Yellowstone crater’s movement sparks fears of supervolcano explosion as scientists assess risk
Scientists investigating the Yellowstone supervolcano have discovered movement deep within the crater, sparking fears the sleeping giant could erupt.
The volcano, located beneath Yellowstone National Park in Wyoming, can produce a devastating eruption of magnitude 8.
And because the volcano hasn’t exploded in about 640,000 years, some experts and locals believe the volcano is long overdue.
Researchers analyzing the supervolcano’s crater, or caldera, found that magma inside is moving northeastward, shifting the concentration of volcanic activity.
That means that if the volcano were to erupt, it would happen in this area, compared to previous warnings in the western region.
The Yellowstone Caldera is the 1,350 square kilometer crater in the west-central part of the park that was formed when this volcano catastrophically erupted hundreds of thousands of years ago.
The team found that most of this magma is stored in separate underground reservoirs, preventing it from becoming concentrated enough to cause an eruption.

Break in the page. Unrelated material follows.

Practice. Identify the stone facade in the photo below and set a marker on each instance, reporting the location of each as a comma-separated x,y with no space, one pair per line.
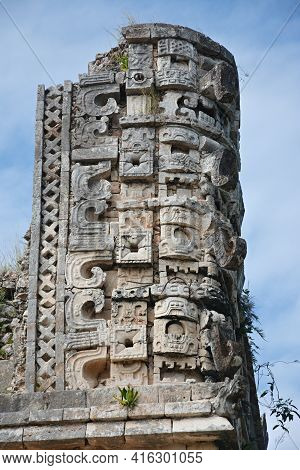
136,256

While an eruption could occur in the northeastern region as a result of the shift, researchers said their findings suggest the supervolcano will not erupt within our lifetime.
A new study has found that the movement of magma beneath the Yellowstone supervolcano is shifting in a new direction. Pictured is the Grand Prismatic Spring which sits atop the underground supervolcano
The Old Faithful Geyser erupts in Yellowstone National Park. This natural wonder is powered by the volcanism of the Yellowstone Caldera
“Nowhere in Yellowstone do we have regions that could erupt,” lead author Ninfa Bennington, a research geophysicist at the Hawaiian Volcano Observatory, told the WashingtonPost.
‘There is a lot of magma in it, but the magma is not connected enough.’
Bennington and her colleagues conducted a large-scale magnetotelluric survey in the Yellowstone Caldera.
The technique works by listening to the Earth’s natural ‘signals’, such as radio waves and magnetic vibrations that come from space or deep within our planet.
These signals change depending on what kinds of things – such as rocks, water or metals – are underground.
This allowed the researchers to look inside the crater and investigate what was really happening beneath the surface.
They used the resulting data to map the magma formations beneath the Caldera.
The results indicated that there are at least seven main areas of high magma content at depths between 4.5 and 50 kilometers below the surface, showing that these reservoirs are ‘not erupting’.
The researchers published their findings in the journal Nature on Wednesday.
Previous research has shown that there are two types of magma beneath the Yellowstone Caldera.
One of these is basaltic magma, which is usually produced by direct melting of the Earth’s mantle, according to the US Geological Survey (USGS).
The Yellowstone Caldera is the 1,350 square kilometer crater in the west-central part of the park that formed when this volcano erupted cataclysmically about 640,000 years ago.
Deep beneath the Caldera, the magma fueling the supervolcano’s activity now appears to be moving northeast of this massive crater, shifting the concentration of volcanic activity
Basaltic magma erupts more easily due to lower flow resistance. But this magma is compact and deeply buried beneath the Yellowstone Caldera, meaning it is unlikely to cause an eruption there.
The other type is rhyolitic magma, which is thicker and more resistant to flow due to its high silica content.
Below Yellowstone, deep-seated basaltic magma heats the surrounding rock, creating rhyolitic magma closer to the surface.
But it would take a major build-up of pressure for rhyolitic magma to erupt from Yellowstone.
However, it has happened before. Over the past two million years, Yellowstone has produced three major, caldera-forming eruptions, all powered by reservoirs of rhyolitic magma.
But this is unlikely to happen again, at least within our lifetimes, the researchers said.
Based on the volume of rhyolitic magma storage beneath the northeastern Yellowstone Caldera, and the region’s direct connection to a heat source in the lower crust, the researchers concluded that the concentration of future rhyolitic volcanic activity has shifted northeastward.
This is an important change. Rhyolitic volcanic activity has occurred over the past 160,000 years across most of the Yellowstone Caldera, excluding this northeastern region, the researchers wrote in their report.
Due to the large amount of magma beneath the National Park, this region will remain volcanically active, according to Bennington.
But her research suggests tourists won’t have to worry about the threat of a major eruption anytime soon.